One has to be careful when bifurcating fact from fiction because the fiction is a projection of what may one day become fact. The only reason it is fiction is because certain technologies have not come to pass and matured. That is, critical understandings of nature remain open.
For many people, especially in the U.S., there is a real tension between what is fact and what is fiction. There is also something emergent about technology that sits underneath or drives conflict. For Black people and other historically excluded groups there has been a compulsion to use technology (science, etc.) to create alternatives to dominant narratives and world-views.

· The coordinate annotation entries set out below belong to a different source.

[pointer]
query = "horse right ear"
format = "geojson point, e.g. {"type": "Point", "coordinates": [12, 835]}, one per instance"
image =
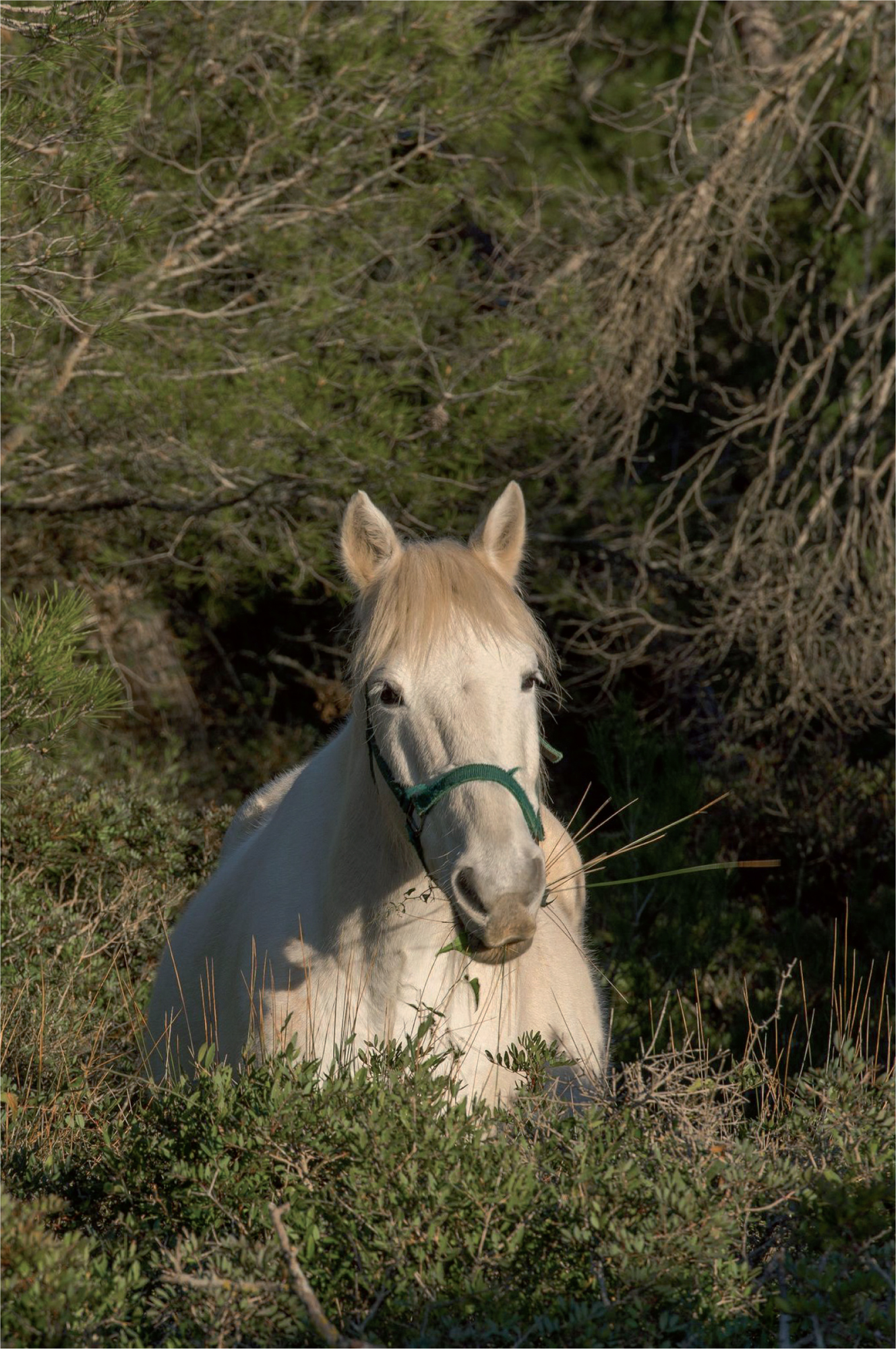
{"type": "Point", "coordinates": [367, 542]}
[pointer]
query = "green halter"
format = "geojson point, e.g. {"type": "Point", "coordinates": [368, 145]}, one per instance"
{"type": "Point", "coordinates": [416, 802]}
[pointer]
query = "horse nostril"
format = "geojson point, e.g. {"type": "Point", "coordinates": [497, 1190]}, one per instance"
{"type": "Point", "coordinates": [465, 883]}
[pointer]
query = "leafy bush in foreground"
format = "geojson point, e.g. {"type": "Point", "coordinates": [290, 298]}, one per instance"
{"type": "Point", "coordinates": [700, 1203]}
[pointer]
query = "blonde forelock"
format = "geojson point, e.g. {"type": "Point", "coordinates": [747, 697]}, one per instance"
{"type": "Point", "coordinates": [425, 596]}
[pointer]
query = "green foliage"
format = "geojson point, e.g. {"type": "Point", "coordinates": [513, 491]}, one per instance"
{"type": "Point", "coordinates": [261, 257]}
{"type": "Point", "coordinates": [694, 1205]}
{"type": "Point", "coordinates": [57, 1290]}
{"type": "Point", "coordinates": [47, 687]}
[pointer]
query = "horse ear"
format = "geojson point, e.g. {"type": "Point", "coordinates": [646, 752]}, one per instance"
{"type": "Point", "coordinates": [367, 542]}
{"type": "Point", "coordinates": [502, 536]}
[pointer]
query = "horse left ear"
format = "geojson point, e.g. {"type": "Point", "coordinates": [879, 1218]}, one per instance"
{"type": "Point", "coordinates": [369, 543]}
{"type": "Point", "coordinates": [502, 538]}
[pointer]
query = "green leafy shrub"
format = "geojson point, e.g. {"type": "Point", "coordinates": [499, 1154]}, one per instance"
{"type": "Point", "coordinates": [47, 691]}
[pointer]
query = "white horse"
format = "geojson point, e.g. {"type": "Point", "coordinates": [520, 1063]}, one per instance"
{"type": "Point", "coordinates": [407, 869]}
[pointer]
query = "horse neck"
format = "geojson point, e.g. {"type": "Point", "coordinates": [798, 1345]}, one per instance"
{"type": "Point", "coordinates": [371, 855]}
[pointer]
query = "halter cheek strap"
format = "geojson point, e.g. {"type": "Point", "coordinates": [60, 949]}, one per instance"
{"type": "Point", "coordinates": [417, 801]}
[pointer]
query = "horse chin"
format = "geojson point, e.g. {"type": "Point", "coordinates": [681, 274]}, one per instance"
{"type": "Point", "coordinates": [483, 954]}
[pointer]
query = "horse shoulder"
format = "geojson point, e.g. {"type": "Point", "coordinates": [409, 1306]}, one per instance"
{"type": "Point", "coordinates": [257, 810]}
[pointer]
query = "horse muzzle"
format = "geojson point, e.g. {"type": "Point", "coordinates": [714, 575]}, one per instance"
{"type": "Point", "coordinates": [502, 925]}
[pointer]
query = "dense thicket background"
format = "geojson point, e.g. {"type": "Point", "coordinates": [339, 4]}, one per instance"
{"type": "Point", "coordinates": [638, 257]}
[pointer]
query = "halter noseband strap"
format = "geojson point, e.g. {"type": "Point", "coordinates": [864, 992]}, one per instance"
{"type": "Point", "coordinates": [417, 801]}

Akinola Davies’ “Lizard” is a short film that stood out for me. The short tells the story of an eight-year-old girl, who gets ejected from Sunday school service for her unusual ability to sense danger. “4 Feet High” tells the story of Juana (Marisol Agostina Irigoyen), a high school student who uses a wheelchair and, while looking to find herself, gets enmeshed with a group of fellow students protesting the country’s lack of sexual education in schools.

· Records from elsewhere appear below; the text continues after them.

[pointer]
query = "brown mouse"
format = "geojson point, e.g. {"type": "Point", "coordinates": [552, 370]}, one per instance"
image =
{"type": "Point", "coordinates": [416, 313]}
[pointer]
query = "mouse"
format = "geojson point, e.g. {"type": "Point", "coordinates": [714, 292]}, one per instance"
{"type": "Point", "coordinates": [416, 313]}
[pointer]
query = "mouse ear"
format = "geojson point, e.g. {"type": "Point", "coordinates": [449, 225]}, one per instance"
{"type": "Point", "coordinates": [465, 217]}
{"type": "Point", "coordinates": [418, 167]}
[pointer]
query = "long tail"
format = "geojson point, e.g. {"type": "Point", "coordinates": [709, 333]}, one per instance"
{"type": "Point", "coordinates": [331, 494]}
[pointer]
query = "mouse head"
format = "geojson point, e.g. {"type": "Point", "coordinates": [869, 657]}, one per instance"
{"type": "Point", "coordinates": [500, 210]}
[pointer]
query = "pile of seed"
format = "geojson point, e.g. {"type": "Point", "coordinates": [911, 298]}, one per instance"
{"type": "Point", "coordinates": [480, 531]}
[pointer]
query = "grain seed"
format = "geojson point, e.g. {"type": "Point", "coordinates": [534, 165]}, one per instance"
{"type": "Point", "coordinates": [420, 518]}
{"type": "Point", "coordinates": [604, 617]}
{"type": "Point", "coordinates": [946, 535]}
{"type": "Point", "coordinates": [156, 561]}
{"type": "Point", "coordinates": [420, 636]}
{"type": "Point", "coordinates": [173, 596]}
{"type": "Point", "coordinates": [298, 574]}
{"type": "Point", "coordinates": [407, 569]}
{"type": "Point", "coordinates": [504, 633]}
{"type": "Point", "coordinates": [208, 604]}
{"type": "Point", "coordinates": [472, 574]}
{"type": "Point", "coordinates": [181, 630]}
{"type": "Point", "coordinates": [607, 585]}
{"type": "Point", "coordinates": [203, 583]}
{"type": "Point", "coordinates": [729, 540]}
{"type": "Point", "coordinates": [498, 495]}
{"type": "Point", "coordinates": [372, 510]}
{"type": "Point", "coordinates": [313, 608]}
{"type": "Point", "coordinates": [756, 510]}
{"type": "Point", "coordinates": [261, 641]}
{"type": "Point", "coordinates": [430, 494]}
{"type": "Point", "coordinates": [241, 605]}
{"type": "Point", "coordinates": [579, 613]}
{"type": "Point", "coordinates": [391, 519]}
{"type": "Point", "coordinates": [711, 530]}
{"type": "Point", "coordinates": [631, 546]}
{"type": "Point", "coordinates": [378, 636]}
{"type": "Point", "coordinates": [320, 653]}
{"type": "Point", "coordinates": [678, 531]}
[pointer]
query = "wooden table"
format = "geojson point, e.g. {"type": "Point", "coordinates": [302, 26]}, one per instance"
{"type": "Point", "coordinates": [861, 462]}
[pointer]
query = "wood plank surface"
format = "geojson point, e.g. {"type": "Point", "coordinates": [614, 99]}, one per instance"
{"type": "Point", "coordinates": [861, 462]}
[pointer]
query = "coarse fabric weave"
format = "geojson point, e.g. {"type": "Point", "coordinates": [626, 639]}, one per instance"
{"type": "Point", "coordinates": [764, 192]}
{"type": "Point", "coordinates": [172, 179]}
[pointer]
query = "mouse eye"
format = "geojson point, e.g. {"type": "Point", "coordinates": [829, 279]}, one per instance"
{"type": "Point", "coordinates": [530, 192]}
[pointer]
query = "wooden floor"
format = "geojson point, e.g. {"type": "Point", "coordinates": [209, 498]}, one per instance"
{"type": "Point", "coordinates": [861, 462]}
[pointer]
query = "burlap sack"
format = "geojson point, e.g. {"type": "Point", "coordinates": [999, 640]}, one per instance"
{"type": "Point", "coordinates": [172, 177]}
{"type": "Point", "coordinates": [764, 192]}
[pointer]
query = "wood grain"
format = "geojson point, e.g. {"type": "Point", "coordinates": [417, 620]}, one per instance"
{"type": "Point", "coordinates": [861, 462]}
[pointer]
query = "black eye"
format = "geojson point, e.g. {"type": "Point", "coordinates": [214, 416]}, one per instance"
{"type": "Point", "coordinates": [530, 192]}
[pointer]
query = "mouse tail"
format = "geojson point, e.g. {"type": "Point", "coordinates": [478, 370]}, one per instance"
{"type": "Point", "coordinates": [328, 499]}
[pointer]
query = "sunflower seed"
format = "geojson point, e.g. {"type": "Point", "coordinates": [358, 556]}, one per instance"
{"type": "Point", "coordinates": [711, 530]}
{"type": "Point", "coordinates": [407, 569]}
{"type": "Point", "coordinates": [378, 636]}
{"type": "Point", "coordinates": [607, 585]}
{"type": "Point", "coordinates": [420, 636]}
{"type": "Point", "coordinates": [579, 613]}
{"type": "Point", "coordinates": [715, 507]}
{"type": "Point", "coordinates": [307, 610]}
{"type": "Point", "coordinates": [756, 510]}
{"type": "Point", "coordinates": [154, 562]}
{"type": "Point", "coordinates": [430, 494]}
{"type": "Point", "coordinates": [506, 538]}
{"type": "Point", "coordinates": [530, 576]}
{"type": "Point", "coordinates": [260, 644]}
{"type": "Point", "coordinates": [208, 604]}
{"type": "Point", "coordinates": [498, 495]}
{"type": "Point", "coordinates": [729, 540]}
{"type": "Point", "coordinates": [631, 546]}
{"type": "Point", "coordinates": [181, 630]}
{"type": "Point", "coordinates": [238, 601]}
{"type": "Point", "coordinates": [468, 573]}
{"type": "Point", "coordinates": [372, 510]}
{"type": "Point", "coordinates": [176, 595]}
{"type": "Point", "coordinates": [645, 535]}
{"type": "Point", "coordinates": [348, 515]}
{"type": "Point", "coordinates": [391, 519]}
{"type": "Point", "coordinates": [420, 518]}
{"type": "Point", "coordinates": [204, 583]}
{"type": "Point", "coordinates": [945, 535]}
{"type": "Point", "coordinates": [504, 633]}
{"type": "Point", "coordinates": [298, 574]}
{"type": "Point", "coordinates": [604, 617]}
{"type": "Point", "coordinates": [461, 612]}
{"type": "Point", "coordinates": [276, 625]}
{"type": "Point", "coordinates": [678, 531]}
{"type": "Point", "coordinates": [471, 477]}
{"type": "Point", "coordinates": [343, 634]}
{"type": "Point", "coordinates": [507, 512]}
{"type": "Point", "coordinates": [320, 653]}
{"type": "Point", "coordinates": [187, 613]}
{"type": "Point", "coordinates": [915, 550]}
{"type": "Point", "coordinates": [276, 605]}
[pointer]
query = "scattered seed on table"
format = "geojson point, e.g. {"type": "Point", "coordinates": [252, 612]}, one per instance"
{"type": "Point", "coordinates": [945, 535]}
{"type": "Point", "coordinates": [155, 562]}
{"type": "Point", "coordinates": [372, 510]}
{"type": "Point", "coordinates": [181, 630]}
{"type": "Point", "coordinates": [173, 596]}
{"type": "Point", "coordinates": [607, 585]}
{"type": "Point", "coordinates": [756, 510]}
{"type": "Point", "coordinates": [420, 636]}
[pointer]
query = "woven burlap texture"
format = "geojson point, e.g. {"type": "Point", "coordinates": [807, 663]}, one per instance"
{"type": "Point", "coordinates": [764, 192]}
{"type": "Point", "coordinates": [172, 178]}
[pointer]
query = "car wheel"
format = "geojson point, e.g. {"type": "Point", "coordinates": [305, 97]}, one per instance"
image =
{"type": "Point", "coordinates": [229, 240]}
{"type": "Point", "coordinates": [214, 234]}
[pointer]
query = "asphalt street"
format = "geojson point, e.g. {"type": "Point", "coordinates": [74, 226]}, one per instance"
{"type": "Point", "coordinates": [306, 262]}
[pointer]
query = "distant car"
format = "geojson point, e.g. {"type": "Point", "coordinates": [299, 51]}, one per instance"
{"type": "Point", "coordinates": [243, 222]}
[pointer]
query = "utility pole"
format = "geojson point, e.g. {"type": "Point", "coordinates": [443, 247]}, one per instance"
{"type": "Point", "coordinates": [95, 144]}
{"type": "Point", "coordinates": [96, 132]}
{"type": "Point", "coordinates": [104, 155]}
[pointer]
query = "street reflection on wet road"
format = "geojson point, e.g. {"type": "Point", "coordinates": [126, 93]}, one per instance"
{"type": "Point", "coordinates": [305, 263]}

“Traveling the Interstitium with Octavia Butler” is inspired by the ideas of Octavia Butler, voyaging into the interstitium: “a liminal space, a cultural memory, containing the remnants of our ancestors, a place of refuge, a place of re-centering, a portal into an alternate dimension.” Stephanie Dinkins’ “Secret Garden: Our Stories Are Algorithms” consists of interactive audio vignettes that generate a multi-generational narrative that collapses past, present, and future. Both of these projects are part of New Frontier and showcased in a custom-built digital platform.

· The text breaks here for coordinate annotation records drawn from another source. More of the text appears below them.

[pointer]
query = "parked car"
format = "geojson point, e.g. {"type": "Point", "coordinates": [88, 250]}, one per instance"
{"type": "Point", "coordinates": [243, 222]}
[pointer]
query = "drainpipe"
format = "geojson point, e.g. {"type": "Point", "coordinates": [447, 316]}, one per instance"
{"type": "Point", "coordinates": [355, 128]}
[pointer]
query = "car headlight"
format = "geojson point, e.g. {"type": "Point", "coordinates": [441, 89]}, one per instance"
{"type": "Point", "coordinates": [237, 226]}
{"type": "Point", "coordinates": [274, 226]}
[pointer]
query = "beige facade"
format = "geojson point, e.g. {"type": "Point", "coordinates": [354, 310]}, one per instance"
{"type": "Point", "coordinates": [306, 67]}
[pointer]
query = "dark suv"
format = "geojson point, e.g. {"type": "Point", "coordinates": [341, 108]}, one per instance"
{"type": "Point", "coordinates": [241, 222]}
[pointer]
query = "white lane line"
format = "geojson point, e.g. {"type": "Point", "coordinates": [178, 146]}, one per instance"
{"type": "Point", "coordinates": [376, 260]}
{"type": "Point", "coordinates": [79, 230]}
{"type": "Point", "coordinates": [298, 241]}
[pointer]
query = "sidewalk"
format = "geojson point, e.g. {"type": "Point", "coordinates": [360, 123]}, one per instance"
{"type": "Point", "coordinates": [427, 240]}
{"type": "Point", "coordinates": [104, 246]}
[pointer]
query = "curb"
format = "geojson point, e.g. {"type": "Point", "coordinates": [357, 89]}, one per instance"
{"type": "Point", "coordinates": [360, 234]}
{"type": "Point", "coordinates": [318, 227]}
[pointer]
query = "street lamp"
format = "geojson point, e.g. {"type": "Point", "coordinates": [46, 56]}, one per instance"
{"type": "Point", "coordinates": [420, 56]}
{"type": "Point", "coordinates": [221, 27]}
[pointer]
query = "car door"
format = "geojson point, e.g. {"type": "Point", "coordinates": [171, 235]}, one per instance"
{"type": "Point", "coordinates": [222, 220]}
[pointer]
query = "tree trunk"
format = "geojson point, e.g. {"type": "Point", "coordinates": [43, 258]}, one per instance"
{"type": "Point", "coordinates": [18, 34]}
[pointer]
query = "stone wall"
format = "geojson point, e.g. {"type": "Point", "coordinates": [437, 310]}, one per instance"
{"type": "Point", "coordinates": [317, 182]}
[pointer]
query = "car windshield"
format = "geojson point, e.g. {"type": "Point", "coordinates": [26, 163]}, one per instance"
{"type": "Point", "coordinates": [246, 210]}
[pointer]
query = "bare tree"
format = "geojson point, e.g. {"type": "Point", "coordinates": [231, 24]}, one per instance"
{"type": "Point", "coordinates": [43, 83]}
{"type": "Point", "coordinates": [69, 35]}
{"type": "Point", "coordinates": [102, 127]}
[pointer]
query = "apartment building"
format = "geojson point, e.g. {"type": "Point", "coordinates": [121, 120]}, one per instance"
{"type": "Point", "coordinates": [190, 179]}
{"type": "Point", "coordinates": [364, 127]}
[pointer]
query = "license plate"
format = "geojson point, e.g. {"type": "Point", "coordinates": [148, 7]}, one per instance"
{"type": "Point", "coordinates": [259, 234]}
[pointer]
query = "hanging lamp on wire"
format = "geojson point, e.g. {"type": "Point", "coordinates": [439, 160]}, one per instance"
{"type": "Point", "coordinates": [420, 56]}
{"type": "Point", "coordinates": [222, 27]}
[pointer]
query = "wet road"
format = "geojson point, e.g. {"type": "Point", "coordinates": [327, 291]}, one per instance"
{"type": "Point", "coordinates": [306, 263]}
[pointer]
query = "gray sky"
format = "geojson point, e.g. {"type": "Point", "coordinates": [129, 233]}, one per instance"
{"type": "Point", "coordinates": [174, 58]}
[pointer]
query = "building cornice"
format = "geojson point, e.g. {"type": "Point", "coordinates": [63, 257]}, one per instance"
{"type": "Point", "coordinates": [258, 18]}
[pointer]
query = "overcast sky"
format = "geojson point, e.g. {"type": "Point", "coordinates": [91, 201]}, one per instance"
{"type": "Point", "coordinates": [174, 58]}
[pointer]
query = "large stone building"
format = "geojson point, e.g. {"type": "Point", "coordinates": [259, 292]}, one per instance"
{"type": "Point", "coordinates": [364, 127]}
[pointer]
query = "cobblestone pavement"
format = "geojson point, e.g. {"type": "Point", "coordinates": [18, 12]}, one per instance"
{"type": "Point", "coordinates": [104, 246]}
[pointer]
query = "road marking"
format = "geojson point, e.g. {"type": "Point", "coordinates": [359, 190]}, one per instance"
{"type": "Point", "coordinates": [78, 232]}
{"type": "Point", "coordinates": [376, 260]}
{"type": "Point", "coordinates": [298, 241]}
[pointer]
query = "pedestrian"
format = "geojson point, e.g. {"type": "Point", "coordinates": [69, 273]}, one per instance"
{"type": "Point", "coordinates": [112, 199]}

Connecting Gerald Donald to this work through speculative fiction is one thread but there is also a link to STEAM (science, technology, engineering, art, mathematics). For Donald, science and nature is a reoccurring theme and plays a central conceptual role in the music — from theoretical physics to computer science. During a talk with Tariq Trotter (Black Thought) and Sanford Biggers I posted a question about Sanford’s use of sacred geometry and he talked about codes. You can hear his response at the 44:25 mark:
There was a great discussion about the construction, dissemination and deployment of the grand narrative of the United States, and the critical role of independent media in its retelling. At the end the panelists, including Ruha Benjamin, are asked to speculate on the future based on where we are now. Ruha wrote the Afterward for my upcoming book.
I also enjoyed the premiere of Ahmir “Questlove” Thompson’s “Summer of Soul (…Or, When the Revolution Could Not Be Televised).” The film covers the 1969 Harlem Cultural Festival, aka “The Black Woodstock,” which emerged from the ashes of the assassinations of Dr. Martin Luther King Jr and Malcolm X, as well as the Civil Rights movement, and was created to celebrate Black music, culture and politics, and to promote Black pride and unity.
“Summer” exemplifies “black eraser” because it took 50 years for someone to find the footage and create a movie from it. Another talk with Questlove and “Judas and the Black Messiah” director Shaka King revealed their struggles of getting studio approval. “Judas” will be on HBO Max next month. I watched a talk with Sophia Nahli Allison (lead artist for “Traveling the Interstitium”), Jewelle Gomez (author), Wanuri Kahui (filmmaker) and production designer Hannah Beachler (“Black Panther”).
Overall, the fully virtual festival was/is a success (I went to Park City in 2013).